Il risultato è un pezzo “dance” nel senso più ancestrale del termine, dove il corpo si attiva non su beat elettronici, ma su rumori concreti, rurali, manipolati fino a diventare groove. «È l’unico brano che affonda nella musica da ballo, ma si collega anche al mio disco precedente, che era molto legato al ritmo urbano,» spiega. «Il vino, in questo senso, è fruizione collettiva. È festa. È gioia».

A differenza dei precedenti lavori, Through the Grapevine non nasce con un’intenzione ecologista esplicita. «Earthphonia parlava apertamente di ecosistemi e crisi climatica. Urban Groovescapes proponeva un’immaginazione alternativa dello spazio urbano. Qui, invece, il messaggio è più sensoriale,» chiarisce. «Volevo semplicemente esplorare il mondo del vino attraverso un canale ancora inesplorato: il suono».

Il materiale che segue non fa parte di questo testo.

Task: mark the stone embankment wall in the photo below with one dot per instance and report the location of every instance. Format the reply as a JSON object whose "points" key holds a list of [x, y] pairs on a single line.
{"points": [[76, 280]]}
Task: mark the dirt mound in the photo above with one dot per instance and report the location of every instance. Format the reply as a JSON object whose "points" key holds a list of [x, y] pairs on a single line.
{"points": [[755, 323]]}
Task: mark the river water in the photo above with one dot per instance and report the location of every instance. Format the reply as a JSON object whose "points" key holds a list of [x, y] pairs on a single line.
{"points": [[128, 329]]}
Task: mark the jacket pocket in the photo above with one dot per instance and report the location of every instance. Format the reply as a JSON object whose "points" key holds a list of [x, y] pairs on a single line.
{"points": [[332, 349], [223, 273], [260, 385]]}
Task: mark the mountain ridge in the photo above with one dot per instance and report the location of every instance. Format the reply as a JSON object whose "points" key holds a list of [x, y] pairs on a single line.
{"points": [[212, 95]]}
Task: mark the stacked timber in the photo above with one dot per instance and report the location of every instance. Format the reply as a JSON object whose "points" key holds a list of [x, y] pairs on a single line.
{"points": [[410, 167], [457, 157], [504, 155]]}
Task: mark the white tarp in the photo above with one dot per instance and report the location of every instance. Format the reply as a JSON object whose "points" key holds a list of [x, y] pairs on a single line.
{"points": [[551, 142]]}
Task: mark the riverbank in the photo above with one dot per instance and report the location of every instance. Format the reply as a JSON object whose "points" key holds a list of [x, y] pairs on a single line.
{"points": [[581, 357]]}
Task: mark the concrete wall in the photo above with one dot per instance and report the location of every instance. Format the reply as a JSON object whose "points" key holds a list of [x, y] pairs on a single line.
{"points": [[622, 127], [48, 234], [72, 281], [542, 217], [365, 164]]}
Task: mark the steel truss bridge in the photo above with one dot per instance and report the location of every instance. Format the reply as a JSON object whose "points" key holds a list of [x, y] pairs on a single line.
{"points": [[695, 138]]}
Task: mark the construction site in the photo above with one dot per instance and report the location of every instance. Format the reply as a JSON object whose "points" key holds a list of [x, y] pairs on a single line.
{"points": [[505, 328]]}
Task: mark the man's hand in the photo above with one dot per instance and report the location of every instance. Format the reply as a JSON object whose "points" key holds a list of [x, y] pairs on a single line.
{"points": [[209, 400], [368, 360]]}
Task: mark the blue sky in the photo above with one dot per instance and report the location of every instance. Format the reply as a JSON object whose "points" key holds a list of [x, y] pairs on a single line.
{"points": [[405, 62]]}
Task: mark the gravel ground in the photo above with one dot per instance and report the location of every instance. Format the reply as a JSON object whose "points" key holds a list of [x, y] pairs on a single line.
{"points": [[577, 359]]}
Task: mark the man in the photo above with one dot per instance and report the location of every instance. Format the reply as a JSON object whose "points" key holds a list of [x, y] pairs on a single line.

Il vino non suona mai uguale

Eppure, l’esperimento ha effetti profondi anche sull’autore stesso. «Dopo mesi passati ad ascoltarlo, registrarlo, smontarlo e rimontarlo, è impossibile bere vino senza pensare a tutto ciò che ho sentito», ammette. «Sicuramente il mio approccio è cambiato, soprattutto verso il vino rifermentato, le bolle. Ma io ci sono rimasto a mollo per tantissimo tempo, quindi non so se questa cosa farà lo stesso effetto a chi l’ascolta. Sarà interessante vedere che effetto farà sugli altri». Nel frattempo, Casacci ha seguito anche un corso intensivo di degustazione e abbinamento. «Prima ero distratto, bevevo quello che mi piaceva. Ora capisco quanto l’intonazione giusta tra vino e cibo possa trasformare l’esperienza.»

Il rombo di un trattore che diventa linea di basso, “stappi” di bottiglie usati come percussioni, cisterne di vino che mutano in tamburi taglienti, il suono euforico delle bollicine che si liberano nel bicchiere e quello ovattato dei grappoli d’uva che cadono al suolo: ogni elemento ha trovato posto nella partitura. Ma è solo nell’incontro con l’ascoltatore che la musica prende davvero forma. Proprio l’esperienza è la chiave di tutto: dai balli nei boschi con i suoni di Earthphonia ai tram attraversati con Urban Groovescapes in cuffia. «Il bello di questi esperimenti è che si fanno insieme. La musica non appartiene a chi la fa» dice. «Appartiene a chi ne fruisce». Ed è proprio in questo ascolto condiviso condiviso, libero e imprevedibile, che la musica di Casacci continua a trasformarsi. Come il vino, prende forma solo nel momento in cui viene aperta.